Allergenic protein from peanuts

Ara h 3 is a seed storage protein from Arachis hypogaea (peanuts). It is a heat stable 11S legumin-like globulin with a stable trimeric form that comprises 19% of the total protein in peanut extracts.

== Structure ==

Ara h 3 forms homotrimers and has a highly stable structure, mediated through hydrophobic interactions. It has been established as an allergen.

The trimeric assemblies are stabilized by multiple hydrogen bonds.

==Influence of Ara h 3 in peanut allergies==

The protein Ara h 3 plays an important role in peanut allergic reactions. Ara h 3 makes up 19% of the total protein in peanut extracts and is classified as a major peanut allergen because it provokes sensitization of patients with this allergy.

This protein is a very potent allergen and it causes a severe reaction.

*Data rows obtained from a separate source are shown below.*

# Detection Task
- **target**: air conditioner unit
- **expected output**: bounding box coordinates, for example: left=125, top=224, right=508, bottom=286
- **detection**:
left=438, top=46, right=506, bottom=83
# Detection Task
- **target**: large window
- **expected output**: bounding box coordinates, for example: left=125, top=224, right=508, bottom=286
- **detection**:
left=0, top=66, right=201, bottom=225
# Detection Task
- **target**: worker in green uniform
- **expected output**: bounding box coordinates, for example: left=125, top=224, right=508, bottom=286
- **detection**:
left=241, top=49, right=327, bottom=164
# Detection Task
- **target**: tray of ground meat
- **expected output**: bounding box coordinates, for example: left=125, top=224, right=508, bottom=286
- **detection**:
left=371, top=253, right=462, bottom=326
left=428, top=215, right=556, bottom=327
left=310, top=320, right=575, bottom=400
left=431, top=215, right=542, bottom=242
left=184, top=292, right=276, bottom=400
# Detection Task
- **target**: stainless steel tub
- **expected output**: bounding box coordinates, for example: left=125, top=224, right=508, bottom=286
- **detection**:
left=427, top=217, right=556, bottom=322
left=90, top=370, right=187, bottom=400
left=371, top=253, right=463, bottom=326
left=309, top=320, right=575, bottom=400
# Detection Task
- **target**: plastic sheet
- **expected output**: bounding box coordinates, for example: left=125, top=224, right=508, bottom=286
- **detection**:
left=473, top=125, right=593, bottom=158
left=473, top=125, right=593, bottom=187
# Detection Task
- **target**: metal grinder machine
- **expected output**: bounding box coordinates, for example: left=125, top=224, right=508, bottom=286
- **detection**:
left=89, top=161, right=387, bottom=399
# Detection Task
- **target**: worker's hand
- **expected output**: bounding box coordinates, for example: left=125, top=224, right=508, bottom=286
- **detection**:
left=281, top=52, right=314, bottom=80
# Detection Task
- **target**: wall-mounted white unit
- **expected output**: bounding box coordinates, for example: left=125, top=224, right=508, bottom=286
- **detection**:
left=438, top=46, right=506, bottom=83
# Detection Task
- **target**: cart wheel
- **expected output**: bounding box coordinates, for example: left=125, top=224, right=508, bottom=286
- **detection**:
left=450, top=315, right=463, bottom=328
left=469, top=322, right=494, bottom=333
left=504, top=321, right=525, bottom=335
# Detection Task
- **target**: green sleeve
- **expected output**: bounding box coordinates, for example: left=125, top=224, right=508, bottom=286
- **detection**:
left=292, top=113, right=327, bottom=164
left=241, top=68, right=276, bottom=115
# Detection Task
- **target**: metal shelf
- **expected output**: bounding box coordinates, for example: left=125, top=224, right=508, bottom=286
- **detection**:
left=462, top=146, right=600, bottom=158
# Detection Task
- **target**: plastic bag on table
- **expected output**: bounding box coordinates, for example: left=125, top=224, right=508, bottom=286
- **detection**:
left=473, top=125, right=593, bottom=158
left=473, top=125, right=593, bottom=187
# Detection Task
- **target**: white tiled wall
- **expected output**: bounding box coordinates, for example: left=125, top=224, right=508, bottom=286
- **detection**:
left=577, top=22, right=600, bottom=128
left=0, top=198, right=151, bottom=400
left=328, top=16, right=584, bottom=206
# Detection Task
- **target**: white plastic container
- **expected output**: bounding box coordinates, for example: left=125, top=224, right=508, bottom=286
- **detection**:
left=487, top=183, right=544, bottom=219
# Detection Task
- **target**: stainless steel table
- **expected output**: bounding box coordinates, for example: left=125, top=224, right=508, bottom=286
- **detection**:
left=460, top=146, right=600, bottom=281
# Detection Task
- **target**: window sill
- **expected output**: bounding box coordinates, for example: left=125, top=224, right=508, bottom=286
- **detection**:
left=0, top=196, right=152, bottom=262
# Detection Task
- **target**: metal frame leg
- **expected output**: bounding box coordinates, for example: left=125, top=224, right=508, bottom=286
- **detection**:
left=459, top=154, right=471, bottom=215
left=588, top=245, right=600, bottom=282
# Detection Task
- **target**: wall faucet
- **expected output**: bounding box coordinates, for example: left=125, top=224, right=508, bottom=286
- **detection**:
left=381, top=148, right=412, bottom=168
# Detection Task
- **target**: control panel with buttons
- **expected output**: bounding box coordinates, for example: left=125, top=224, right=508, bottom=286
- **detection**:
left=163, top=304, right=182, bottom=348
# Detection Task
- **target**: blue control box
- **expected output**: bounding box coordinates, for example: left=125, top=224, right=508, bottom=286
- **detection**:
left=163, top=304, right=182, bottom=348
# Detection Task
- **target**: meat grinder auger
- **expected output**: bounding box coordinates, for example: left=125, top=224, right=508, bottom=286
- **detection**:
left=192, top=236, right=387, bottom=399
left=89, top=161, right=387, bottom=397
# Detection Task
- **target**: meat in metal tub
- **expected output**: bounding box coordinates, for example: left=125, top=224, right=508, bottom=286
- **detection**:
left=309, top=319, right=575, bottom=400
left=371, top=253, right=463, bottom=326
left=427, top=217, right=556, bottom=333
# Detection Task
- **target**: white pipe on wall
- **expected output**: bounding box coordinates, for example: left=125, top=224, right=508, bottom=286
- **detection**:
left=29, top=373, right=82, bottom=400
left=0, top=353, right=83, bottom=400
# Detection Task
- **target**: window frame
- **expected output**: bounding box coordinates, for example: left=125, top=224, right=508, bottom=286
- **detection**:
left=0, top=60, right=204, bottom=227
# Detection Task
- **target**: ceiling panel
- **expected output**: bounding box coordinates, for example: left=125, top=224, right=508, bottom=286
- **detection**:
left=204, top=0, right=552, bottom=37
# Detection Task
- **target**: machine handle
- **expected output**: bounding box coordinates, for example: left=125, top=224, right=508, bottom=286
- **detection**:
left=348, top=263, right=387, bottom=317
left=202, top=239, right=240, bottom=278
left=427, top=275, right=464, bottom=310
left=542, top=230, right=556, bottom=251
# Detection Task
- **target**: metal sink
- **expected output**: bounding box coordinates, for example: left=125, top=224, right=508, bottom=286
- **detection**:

The symptoms can be:

- Skin reaction: urticarial, redness or edema.
- Itchy reaction: usually around the mouth and throat.
- Digestive problems: such as diarrhea, stomach cramps, nausea or vomiting.
- Breath problems: it has a relation with the inflammation reaction which causes the blockage of the air passages.
- Heart problems: histamine can cause a coronary artery spasm.
- Anaphylaxis: a whole-body allergic reaction that causes low blood pressure, suffocation and can bring a person to death.

==Treatment==

No treatment is currently available, avoidance is the only option for peanut-allergic individuals. Unfortunately, consumers can be inadvertently exposed to peanut allergens when food becomes contaminated from processing lines shared with other peanut products. Therefore, there can be labelling mistakes because companies may not include peanuts as ingredients.

In consequence, therapeutic interventions and/or hypoallergenic peanuts are needed to prevent anaphylactic reactions caused by accidental ingestion of peanut-containing products by allergic individuals.